Best Practices for LOTA
Best practices to achieve the best performance with LOTA
Using Multipart Upload (MPU)
LOTA performs best with Multipart Uploads. Objects uploaded via S3 Multipart API actions are distributed across a GPU cluster, with each part of the object cached on a distinct GPU Node. This is different to objects uploaded via s3:PutObject
, which are stored on a single Node.
In order for LOTA cache to work most effectively, adhere to Amazon's multipart upload (MPU) best procedures for uploading large objects.
Part size and count
In order to further optimize for the best possible performance for LOTA cache, object part size and part count should be optimized to avoid "hot spotting" (long I/O wait times caused by significant activity) when working with large objects, and to distribute read
load across the cache pool more evenly.
However, a large object broken into many smaller parts results in more HTTP requests, meaning a greater per-request overhead.
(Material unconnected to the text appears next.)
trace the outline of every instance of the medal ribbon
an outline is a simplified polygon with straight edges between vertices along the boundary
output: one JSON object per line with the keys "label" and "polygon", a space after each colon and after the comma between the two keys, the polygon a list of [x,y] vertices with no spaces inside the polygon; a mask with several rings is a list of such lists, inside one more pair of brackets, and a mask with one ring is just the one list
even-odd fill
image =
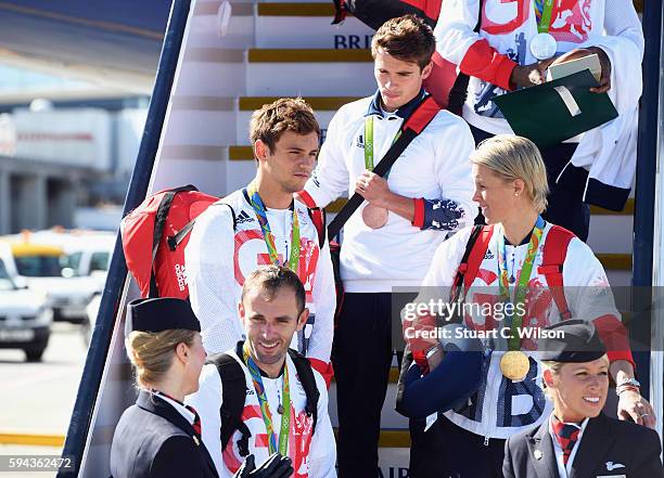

As an example, a GPU cluster with 1,250 Nodes can evenly serve a very large volume of data by leveraging an MPU with 1,250 parts, if the parts are perfectly distributed between Nodes. To learn more about LOTA, see Local Object Transfer Accelerator (LOTA).
Only objects whose complete size is >=4MB
can be cached with LOTA: objects smaller than this are fetched directly from the backend, bypassing the cache.
Prepare the cache with HTTP Range
requests
HTTP Range
requests can be used to prepare the cache. By making a Range
request with 0
bytes (Range: bytes=0-0
), only the first byte is returned, however metadata is fetched for the entire object, which in turn is used to prepare the cache for subsequent requests.